A generational shift was taking place among Black Americans, and it mattered that the concerts occurred while debates raged within Harlem itself about nonviolence and militance, about expanding consciousness to encompass a whole range of cultures who’d been shut out by mainstream white America.

In one sequence, Thompson weaves together a poignant exploration of the moon landing, which occurred in the midst of the festival’s run, and what the people gathered in Mount Morris Park were thinking during that “giant leap for mankind.” Archival footage reveals people significantly less convinced that landing on the moon was worth spending money that could have been used to relieve poverty and hunger down here on earth. In a manner that recounts a documentary like 2016’s O.J.: Made in America, Summer of Soul deftly weaves the mood of the time and the long history of Black expression through music into this one moment, and it practically explodes off the screen.

That we’ve been talking about Woodstock and not the Harlem Cultural Festival all this time as if it’s the moment in which a generation emerged is not all that surprising. “The so-called powers that are, or were, didn’t find it significant enough to keep it as a part of history,” one participant in the film notes. It wasn’t like the festival’s essential erasure from cultural memory was an anomaly; Black history gets memory-holed all the time. It doesn’t happen by accident. Powerful people make choices about what they think is worth preserving in the cultural memory, and what’s just fine to forget.

A woman mugs for the camera, followed by three dancing men.
Gladys Knight and the Pips in Summer of Soul.
Searchlight Pictures

That’s why a movie like Summer of Soul matters. It’s not just a blast to watch — and it truly is a blast. It’s another tiny step in reclaiming the full history of America, expanding the context of our present not just for people who remember the past, but people who never knew about it in the first place. We’re fools if we don’t think burying the era-changing import of events like these is as much a part of American history as the events themselves — and movies like Summer of Soul fight back bringing the past vibrantly to life.

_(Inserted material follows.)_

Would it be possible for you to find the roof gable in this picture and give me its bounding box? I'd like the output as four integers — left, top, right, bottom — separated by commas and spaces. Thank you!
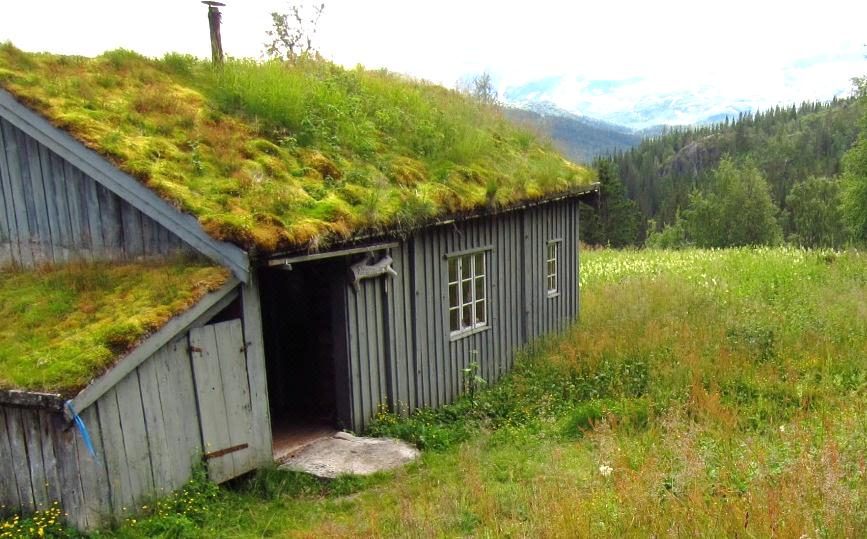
0, 89, 249, 282
0, 45, 592, 253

At the beginning of the film, Musa Jackson, who attended the festival as a kid, sits down to be interviewed about the experience. Off-camera, Thompson tells him that he’s going to start playing footage so Jackson can see it as he answers questions. But as soon as the light of the screen falls on his face, Jackson is transfixed, unable to answer questions, his eyes starting to grow wet. At the end of the film, he says that watching the footage moved something within him that always kind of doubted that his memory of the festival was real. Crying, he says, “I knew I was not crazy. But now I know I’m not. And this is just confirmation.”

Then he smiles. “And not only that,” Jackson says. “But how beautiful it was.”

Summer of Soul (... Or, When the Revolution Could Not Be Televised) is playing in theaters and streaming on Hulu.